Residential spaces and support staff

  • In Spain there are many persons with disabilities who live in institutions, either in residences or supervised flats, however they have been the last to be provided with disinfection protocols or protective material.

  • The health of professionals working to guarantee the autonomy of persons with disabilities, such as personal assistants, mediators, interpreter guides and sign language interpreters, is also not being addressed.

Social protection

  • Persons with disabilities and/or in situations of dependency and their families must continue to be cared for during the state of emergency. Many persons with disabilities and/or situations of dependency require the help and collaboration of a third person to be able to carry out the basic activities of daily life or the development of their personal autonomy.
  • No measures have been planned to alleviate the foreseeable situation of economic vulnerability and unemployment, which will affect persons with disabilities and their families in a more virulent way.

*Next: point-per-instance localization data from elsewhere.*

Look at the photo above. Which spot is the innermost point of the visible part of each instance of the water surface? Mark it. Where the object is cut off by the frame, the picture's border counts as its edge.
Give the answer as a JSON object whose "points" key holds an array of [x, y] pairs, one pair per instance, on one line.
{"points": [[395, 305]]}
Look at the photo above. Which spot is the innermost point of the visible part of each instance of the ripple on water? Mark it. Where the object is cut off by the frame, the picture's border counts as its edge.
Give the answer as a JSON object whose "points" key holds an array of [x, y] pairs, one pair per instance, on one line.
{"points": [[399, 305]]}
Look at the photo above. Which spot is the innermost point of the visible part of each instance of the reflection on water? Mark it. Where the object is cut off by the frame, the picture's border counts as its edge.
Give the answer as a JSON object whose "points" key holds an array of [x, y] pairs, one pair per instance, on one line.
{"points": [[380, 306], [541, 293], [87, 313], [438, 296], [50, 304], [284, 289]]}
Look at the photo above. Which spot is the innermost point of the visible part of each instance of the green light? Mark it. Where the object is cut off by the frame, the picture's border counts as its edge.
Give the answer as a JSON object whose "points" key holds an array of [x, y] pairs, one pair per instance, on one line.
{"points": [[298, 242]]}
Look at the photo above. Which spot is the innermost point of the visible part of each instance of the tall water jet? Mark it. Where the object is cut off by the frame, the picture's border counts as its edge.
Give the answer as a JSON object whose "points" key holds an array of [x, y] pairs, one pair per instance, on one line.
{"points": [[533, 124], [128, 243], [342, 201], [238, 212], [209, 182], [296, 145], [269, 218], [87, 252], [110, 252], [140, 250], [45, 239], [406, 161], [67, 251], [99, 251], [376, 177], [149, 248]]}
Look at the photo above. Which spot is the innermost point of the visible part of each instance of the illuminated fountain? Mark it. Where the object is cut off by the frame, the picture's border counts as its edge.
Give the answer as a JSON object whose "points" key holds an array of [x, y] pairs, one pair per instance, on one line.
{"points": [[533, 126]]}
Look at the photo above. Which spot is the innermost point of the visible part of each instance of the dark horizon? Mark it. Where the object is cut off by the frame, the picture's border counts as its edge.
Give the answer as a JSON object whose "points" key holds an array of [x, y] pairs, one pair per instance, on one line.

Women with disabilities, mothers, and caregivers

  • The gender dimension has not been ensured in the response offered to persons with disabilities. The response must consider in a differentiated way the particular needs of women and girls at a general level, but also the different needs that they may pose within the same disability. It is not about giving them more support, but about guaranteeing that all disabled persons who need it benefit from assistance without discrimination.
  • Nor have any actions been taken to protect mothers and caregivers, so that this emergency does not impact women in an excessive way.

Sustainability of disability organisations

  • In Spain, the disability movement, in addition to defending the rights of persons with disabilities and their families, assumes the creation and management of services and a program to support inclusion. This situation can put at risk the sustainability of these organisations and suspend or tremendously weaken these care, intervention, employment or educational services, which depend on public or private funds.

CERMI's action to protect the rights of persons with disabilities

The CERMI social movement has been responsive since the beginning of the pandemic and it has launched actions to defend the fundamental rights of persons with disabilities during this health emergency:

  • Emergency operational document for CERMI organizations on adequate healthcare without discrimination on the grounds of disability in the coronavirus crisis.
  • Persons with disabilities and their families and the coronavirus health crisis: compendium of recommendations for the short-term management of the pandemic.
  • Complaints to the appropriate institutions of the most evident discrimination towards persons with disabilities.
  • Proposal and permanent dialogue with the Government of Spain to offer solutions for the care of persons with disabilities during the pandemic.
  • Dialogue and cooperation with United Nations and European Union organizations.
  • Attention to specific cases of discrimination.
  • Support for the CERMI associative network.
  • Preparation of a report on the impact of the pandemic on the Human Rights of Persons with Disabilities.